Meselâ Osmanlılar devrinde memleket nüfusunun yarısı gayrı müslim idi. Bazı vilâyetlerde halkın neredeyse tamamı böyleydi. Ama dârülislâm idi. Çünki Osmanlı hukuku, hep şer’î kaidelere istinad eder. Şimdi müslümanların ekseriyette olduğu öyle memleketler vardır ki, Kur’an-ı kerîme göre kanun yapmak suçtur.

Bir memlekette resmen şer’î hukuk cari olmakla beraber, tatbikatta zaman zaman buna muhalif icraatlar olsa bile, burası dârülharbe dönüşmez. İdareciler günahkâr olur. Çünki şer’î hukuku kabul etmemek gibi bir iddiaları yoktur.

Bazı kanunların şer’î kaidelere uygun olması veya İsrail, Yunanistan gibi memleketlerde müslümanların ahval-i şahsiye denilen şahıs, aile ve miras hukukunu tatbik edebilmesi yahut ezana, Cuma namazına müsaade edilmesi, burayı dârülislâma dönüştürmez. Kardeşlerle evlenmenin yasak olması, şer’î hukukun emridir. Dünyadaki hemen bütün memleketlerde de böyledir. Cuma’nın şartı, halifenin varlığı ve iznidir. Ancak halife olmasa da müslümanlar toplanıp Cuma kılabilir; ama bu orayı dârülislâm yapmaz.

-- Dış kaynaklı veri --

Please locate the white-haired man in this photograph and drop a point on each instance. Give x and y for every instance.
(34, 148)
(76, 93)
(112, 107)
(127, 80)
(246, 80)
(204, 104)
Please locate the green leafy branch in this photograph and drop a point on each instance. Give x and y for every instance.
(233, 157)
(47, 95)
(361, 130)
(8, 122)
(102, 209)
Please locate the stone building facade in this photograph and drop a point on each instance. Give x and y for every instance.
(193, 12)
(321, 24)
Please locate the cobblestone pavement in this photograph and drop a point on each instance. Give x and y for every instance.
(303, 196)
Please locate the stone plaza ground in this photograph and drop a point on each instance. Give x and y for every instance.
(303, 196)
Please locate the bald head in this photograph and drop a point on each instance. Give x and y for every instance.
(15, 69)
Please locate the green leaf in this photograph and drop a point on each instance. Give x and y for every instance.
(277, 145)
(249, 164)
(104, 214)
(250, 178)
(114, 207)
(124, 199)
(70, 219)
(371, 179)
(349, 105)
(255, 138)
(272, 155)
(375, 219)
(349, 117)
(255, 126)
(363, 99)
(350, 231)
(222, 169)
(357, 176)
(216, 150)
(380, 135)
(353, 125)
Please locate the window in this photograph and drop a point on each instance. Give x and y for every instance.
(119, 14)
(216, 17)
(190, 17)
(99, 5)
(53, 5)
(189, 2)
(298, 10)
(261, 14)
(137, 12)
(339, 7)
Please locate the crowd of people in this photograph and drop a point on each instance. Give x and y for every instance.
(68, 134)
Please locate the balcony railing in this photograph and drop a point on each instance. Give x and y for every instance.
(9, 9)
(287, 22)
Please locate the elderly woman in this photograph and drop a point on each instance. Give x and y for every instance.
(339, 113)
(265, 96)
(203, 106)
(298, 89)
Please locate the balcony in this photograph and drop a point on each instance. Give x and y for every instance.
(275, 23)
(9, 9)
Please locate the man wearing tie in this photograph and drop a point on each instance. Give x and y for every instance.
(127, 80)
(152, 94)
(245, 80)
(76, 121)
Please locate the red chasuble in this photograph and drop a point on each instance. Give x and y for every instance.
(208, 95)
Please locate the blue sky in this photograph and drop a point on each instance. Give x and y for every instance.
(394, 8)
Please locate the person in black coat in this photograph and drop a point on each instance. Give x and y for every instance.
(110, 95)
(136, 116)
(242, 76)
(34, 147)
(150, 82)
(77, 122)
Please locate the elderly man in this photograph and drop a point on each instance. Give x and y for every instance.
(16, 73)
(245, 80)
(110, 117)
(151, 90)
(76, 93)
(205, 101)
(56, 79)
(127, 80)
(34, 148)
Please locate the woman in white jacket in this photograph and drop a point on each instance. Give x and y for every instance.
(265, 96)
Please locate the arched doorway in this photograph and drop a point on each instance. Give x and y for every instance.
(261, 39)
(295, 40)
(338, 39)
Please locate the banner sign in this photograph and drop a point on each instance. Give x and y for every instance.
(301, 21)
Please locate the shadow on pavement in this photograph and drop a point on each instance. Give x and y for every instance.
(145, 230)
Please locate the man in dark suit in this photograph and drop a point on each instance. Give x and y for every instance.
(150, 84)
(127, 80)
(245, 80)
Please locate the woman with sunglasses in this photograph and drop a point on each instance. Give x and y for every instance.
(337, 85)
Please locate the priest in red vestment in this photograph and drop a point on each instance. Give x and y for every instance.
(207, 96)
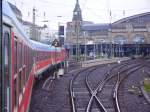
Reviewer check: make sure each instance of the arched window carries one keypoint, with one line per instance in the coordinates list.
(120, 39)
(138, 39)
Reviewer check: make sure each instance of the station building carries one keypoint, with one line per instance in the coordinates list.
(128, 32)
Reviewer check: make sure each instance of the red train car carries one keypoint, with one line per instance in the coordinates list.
(22, 61)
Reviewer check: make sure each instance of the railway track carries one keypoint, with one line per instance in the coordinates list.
(132, 101)
(94, 95)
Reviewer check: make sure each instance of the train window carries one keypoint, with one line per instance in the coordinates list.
(20, 83)
(6, 79)
(20, 55)
(15, 93)
(15, 56)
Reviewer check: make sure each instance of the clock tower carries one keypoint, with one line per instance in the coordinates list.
(77, 15)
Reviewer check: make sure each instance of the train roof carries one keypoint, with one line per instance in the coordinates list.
(43, 47)
(10, 18)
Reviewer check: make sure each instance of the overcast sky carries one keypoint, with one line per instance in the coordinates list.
(92, 10)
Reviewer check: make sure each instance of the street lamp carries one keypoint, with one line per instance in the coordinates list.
(85, 49)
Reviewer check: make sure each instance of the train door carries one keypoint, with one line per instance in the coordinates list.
(6, 69)
(0, 55)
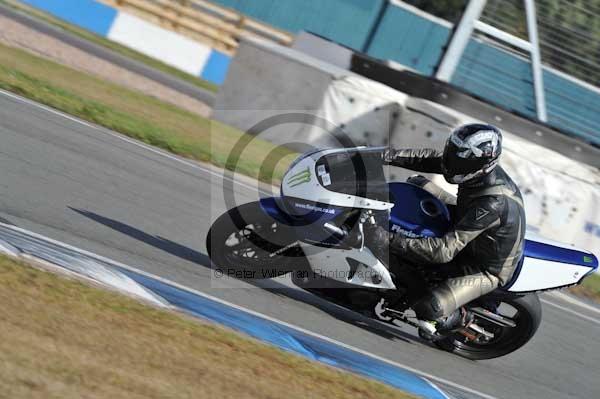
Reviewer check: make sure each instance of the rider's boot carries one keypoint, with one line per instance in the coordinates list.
(455, 321)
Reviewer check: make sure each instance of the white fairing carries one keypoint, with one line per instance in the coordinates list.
(300, 181)
(540, 274)
(332, 263)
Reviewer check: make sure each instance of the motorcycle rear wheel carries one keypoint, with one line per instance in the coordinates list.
(528, 317)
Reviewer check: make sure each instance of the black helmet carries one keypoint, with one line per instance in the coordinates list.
(471, 152)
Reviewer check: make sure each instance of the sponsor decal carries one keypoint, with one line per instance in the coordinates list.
(592, 228)
(314, 208)
(299, 178)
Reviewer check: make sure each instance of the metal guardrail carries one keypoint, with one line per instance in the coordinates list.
(203, 21)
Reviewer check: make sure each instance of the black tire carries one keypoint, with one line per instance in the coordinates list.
(258, 237)
(507, 340)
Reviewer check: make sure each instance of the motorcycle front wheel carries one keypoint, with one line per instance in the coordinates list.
(247, 243)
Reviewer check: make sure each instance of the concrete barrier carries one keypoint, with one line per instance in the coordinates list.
(169, 47)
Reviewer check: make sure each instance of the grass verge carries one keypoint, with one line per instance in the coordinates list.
(126, 51)
(137, 115)
(590, 288)
(60, 338)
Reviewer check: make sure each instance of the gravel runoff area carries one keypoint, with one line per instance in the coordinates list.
(15, 34)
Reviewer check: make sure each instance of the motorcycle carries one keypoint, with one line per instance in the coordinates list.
(327, 197)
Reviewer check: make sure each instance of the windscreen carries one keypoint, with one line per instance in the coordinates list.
(357, 172)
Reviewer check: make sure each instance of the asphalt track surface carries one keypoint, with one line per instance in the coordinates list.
(105, 193)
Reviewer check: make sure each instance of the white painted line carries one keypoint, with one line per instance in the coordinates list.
(574, 301)
(563, 308)
(252, 312)
(126, 139)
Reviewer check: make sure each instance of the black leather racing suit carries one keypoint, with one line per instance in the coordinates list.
(485, 244)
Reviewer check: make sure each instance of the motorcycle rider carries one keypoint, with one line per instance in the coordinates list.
(487, 239)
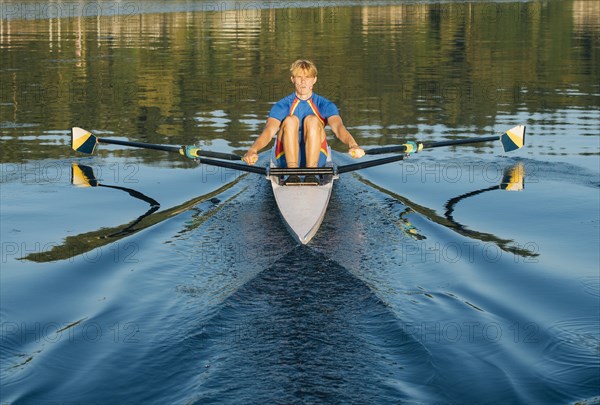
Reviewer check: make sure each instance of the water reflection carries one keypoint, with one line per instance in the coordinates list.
(512, 180)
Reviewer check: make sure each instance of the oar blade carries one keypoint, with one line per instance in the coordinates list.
(513, 139)
(83, 141)
(83, 176)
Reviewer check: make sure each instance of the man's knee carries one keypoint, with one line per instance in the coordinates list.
(291, 122)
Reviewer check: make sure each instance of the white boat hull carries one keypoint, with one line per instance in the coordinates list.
(303, 207)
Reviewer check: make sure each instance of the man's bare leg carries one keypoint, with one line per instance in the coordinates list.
(289, 132)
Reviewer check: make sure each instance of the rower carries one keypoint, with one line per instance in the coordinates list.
(298, 120)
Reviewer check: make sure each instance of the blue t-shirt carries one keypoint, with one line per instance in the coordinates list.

Dâr (ülke) farkının bazı neticeleri vardır: Dârülharbde müslüman olan kimsenin, dinî hükümleri bilmemesi mazeret kabul edilir. Dârülharbde harbilerden fâiz alması ve onlarla menfaatine olmak şartıyla fâsid muamelede bulunması câizdir. Dârülharbde müslümanın işlediği suç, günahtır; ama buna dârülislâmda ceza verilmez.